Now, what is very surprising and clear that there are many independent candidates who are unknown. These unknown candidates might be indeed independent OR some of them might be the anonymous supporters of the President's Chief of Staff Esfandiar Rahim-Mashai and are backed by the "deviant current" [the label applied to Ahmadinejad's inner circle]. This is what some of the principlists, such as MPs Ahmad Tavakoli, Ali Motahari, and Ali Abbaspour have claimed. I agree about some of these "independent" candidates, especially when I look at the candidate list in Tehran, Qom, and Yazd.  

Although, these independent candidates might not get much of the vote in the large cities, they are likely to get vote in the small cities and in particular the border cities.
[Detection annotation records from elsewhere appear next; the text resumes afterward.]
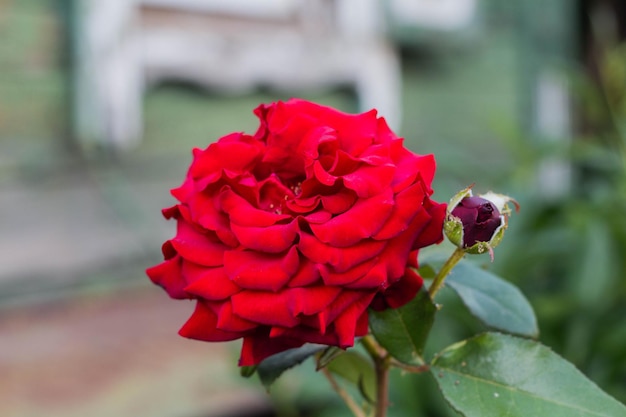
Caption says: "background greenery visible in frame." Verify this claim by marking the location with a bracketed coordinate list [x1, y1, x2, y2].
[0, 0, 626, 416]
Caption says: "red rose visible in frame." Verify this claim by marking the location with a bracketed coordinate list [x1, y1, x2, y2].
[147, 99, 445, 366]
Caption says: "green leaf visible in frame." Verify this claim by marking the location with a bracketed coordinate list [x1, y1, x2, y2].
[257, 344, 325, 389]
[315, 346, 346, 371]
[369, 291, 437, 365]
[431, 333, 626, 417]
[326, 351, 376, 403]
[446, 261, 539, 338]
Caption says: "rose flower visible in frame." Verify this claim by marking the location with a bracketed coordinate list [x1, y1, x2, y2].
[147, 99, 446, 366]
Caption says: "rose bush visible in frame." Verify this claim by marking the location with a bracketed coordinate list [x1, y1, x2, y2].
[147, 99, 446, 366]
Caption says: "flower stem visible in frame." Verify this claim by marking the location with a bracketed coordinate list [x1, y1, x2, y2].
[361, 335, 391, 417]
[322, 368, 365, 417]
[428, 248, 465, 299]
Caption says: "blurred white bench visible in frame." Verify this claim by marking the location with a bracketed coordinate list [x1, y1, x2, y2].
[70, 0, 401, 149]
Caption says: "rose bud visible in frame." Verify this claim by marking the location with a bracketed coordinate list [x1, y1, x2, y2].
[444, 187, 519, 259]
[452, 197, 503, 248]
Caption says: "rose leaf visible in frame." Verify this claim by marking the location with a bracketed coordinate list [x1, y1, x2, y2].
[369, 290, 437, 365]
[431, 333, 626, 417]
[326, 351, 376, 404]
[446, 261, 539, 338]
[257, 344, 325, 389]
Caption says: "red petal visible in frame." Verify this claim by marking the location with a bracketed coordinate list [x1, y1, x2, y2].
[232, 289, 300, 327]
[224, 246, 299, 291]
[298, 232, 385, 272]
[178, 300, 244, 342]
[321, 188, 357, 214]
[287, 258, 320, 287]
[413, 199, 447, 249]
[231, 220, 298, 253]
[346, 261, 389, 289]
[373, 183, 425, 240]
[311, 190, 394, 248]
[219, 187, 291, 227]
[239, 329, 304, 366]
[189, 133, 260, 178]
[372, 268, 424, 310]
[185, 267, 240, 301]
[285, 287, 342, 316]
[333, 292, 375, 348]
[313, 161, 337, 186]
[171, 219, 230, 266]
[146, 256, 191, 300]
[319, 258, 378, 286]
[342, 165, 396, 198]
[215, 302, 259, 332]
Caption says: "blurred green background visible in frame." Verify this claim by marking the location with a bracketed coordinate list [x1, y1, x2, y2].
[0, 0, 626, 417]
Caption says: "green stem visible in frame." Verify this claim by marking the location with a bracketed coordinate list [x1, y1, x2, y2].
[428, 248, 465, 299]
[361, 335, 391, 417]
This possibility seems more likely when you look at the recent stances and remarks of Ahmadinejad. On the one hand, he says we don not take any side in the election and do not support any candidate officially,  but on the other, he talks about his election plans in a meeting with 6000 young advisors and all his administration staff.

Does this mean that the President will spring a surprise next week as he did in his 2009 re-election --- only this time, he will be triumphing over the Supreme Leader rather than Mir Hossein Mousavi and the Green Movement? To predict that would be just as suspect as pronouncing that "Iran has become a one-party system".

The narrative of Khamenei v. the US is convenient for reporters facing a deadline and the story-line of the nuclear showdown. However, Iranian politics since 2009 has been sometimes vicious, often messy, and far from straightforward. That is unlikely to change next Friday.